Entertainment

Why I’m yet to remarry—Tee Mac

Former President of the Performing Musicians Association of Nigeria (PMAN), Tee Mac Omatshola Iseli, was born to a former Swiss Ambassador to Nigeria who married an Itsekiri princess. But he suffered a cruel fate when his father was assassinated in Lagos. His mother was, however, smart enough to send him and his two sisters their father’s wealthy family in Switzerland. But Tee Mac, as he is popular known, was not one to forget Nigeria. He returned to the country and today, he is a success story in business and entertainment, which includes his ownership of a thriving night club in Surulere, Lagos. He spoke with PAUL UKPABIO on his social and business lives, his tenure as PMAN president, why he is yet to remarry and his regrets about Nigeria.

How would you describe yourself as a musician and former PMAN president?

I am first a concert Flutist, then a philharmonic composer, then a performer with a tight live band, then a business man and a unionist. As you can see, the PMAN thing was actually the last on my list. Was it your personal decision to become a musician or it was due to some external influences? After my Swiss father Theo Manfred Iseli was assassinated in Lagos in 1951, my mother, Susana Grey Fregene Omateye, an Itsekiri princess, sent me and my two sisters to Switzerland where my wealthy Swiss family took us in. I had the best education money can buy. I had to study business to have a solid background. But I was also allowed to study music.

I had wanted to be a flutist since I was a small boy. I think in a previous life, I already played the flute, and as a small boy, I remembered (laughs).

Many years after your presidency at PMAN, would you say that PMAN is now more united?

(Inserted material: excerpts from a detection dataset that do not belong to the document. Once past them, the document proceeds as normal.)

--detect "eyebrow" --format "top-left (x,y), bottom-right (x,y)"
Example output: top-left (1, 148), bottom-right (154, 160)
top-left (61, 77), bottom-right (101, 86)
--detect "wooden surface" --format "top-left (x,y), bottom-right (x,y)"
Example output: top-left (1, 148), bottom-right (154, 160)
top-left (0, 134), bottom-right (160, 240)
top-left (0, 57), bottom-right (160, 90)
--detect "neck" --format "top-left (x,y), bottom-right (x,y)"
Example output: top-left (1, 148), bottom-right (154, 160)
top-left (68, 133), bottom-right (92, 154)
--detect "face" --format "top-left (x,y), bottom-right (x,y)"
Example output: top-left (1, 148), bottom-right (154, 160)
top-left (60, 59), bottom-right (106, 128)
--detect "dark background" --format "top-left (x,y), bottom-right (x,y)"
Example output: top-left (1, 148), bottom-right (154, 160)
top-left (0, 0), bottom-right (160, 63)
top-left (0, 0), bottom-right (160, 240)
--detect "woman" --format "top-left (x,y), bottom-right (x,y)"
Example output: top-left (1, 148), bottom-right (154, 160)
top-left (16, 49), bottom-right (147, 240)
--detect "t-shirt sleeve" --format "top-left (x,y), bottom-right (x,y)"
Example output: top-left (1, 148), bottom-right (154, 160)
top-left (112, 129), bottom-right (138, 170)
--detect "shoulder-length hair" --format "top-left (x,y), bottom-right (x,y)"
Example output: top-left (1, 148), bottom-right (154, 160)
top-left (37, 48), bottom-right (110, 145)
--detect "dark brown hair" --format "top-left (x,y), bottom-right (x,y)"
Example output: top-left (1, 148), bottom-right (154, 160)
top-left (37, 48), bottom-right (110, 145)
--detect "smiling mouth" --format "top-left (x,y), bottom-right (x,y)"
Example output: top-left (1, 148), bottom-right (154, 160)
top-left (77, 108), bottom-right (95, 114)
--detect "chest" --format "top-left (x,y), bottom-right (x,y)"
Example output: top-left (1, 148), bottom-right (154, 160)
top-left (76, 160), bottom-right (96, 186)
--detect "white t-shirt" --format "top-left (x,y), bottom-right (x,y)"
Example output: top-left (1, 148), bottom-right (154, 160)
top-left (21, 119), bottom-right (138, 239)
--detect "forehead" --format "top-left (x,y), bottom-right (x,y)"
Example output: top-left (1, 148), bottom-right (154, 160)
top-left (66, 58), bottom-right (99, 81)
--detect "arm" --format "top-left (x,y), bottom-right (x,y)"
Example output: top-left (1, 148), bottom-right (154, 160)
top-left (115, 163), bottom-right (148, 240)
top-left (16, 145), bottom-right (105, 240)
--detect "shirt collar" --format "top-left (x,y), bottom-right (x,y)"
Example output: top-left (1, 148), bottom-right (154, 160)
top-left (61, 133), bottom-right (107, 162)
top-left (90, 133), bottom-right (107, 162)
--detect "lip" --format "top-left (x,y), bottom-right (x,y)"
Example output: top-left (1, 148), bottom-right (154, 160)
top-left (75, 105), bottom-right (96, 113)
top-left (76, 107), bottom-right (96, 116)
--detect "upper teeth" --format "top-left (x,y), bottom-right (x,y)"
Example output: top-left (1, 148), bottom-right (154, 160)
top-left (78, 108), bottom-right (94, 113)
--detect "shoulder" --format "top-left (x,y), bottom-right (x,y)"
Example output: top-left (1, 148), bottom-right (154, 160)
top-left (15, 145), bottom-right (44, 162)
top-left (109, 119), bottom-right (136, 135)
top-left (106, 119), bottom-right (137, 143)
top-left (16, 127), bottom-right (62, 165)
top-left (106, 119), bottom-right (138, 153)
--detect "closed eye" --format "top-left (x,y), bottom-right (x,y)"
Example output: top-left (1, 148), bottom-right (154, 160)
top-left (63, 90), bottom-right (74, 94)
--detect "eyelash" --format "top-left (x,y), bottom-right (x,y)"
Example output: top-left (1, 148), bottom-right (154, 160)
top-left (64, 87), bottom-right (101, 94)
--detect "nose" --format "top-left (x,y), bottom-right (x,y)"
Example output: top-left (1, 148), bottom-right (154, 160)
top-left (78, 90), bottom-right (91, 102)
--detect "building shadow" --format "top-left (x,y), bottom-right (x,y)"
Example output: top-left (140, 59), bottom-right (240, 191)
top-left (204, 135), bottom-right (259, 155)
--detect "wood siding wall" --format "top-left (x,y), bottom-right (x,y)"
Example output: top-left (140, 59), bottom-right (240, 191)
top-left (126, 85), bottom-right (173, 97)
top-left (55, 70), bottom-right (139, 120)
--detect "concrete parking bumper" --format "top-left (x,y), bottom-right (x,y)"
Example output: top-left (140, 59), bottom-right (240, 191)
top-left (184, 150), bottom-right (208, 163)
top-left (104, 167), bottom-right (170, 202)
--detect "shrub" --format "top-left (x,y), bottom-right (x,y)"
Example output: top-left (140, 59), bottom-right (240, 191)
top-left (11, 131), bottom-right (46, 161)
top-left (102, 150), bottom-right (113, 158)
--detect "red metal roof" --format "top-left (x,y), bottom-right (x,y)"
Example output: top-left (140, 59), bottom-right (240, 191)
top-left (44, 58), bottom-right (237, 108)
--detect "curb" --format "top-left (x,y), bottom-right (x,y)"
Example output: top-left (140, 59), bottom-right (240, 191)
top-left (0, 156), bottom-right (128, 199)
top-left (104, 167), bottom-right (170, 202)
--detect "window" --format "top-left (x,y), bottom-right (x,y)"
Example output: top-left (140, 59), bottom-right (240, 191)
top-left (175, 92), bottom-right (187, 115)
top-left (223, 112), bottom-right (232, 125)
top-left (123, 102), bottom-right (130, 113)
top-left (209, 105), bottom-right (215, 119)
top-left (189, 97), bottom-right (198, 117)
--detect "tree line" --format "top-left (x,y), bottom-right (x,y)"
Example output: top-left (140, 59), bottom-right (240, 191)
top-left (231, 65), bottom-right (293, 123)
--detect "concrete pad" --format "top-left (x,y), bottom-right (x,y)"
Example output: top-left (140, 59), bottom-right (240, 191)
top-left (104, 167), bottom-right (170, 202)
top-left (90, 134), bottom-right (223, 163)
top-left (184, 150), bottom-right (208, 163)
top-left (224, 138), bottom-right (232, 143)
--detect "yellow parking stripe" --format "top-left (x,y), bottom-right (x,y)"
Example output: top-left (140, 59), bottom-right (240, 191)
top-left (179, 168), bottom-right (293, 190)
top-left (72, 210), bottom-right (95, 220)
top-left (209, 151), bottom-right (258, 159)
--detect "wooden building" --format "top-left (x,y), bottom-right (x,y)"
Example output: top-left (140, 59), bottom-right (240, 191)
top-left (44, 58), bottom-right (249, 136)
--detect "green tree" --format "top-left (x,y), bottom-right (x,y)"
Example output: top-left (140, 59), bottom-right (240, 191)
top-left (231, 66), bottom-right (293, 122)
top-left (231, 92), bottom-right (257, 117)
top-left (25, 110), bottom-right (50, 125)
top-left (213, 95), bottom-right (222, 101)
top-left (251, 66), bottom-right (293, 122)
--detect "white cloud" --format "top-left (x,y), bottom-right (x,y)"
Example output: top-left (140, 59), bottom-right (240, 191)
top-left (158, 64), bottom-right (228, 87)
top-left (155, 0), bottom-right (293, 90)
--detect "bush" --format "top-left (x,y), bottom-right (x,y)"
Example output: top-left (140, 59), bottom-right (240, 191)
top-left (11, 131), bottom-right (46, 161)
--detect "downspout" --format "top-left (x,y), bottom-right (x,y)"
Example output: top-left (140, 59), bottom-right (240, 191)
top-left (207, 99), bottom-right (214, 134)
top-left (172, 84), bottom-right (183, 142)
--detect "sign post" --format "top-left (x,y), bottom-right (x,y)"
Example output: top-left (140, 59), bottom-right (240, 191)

Whenever you have two Nigerians together, you have two opinions, two political parties or two musician unions. I had the misfortune of inheriting a very negative splinter group from Charly Boy’s time, and it was only after their leader had ended up in Ikoyi Prison that we got a bit of peace from that negative group. But then, three other factions came up. Now, there is peace. We had a great election in Abuja in January 2017, endorsed and supervised by the Ministry of Labour. The Trade Union Secretary and the Labour Congress were in attendance. PMAN needs to raise money to re-organise and then it will be the shiny union again. Note that PMAN is the largest black musicians union in the world!

What were the challenges that came with being the PMAN president?

Too many negative people there; ready to destroy. Most have not yet realised that unity is a great deal of power. I was able to get the Immigration to work with me to implement the laws that foreign artistes need a visa with temporary work permit and had to pay tax at source. This created many enemies for me, especially with churches who were importing gospel artistes and preachers without temporary work permit visas for their yearly big revival festivals at the Tafawa Balewa Square. I hope they are implementing it now, because the new PMAN will continue to arrest them with the Immigration services.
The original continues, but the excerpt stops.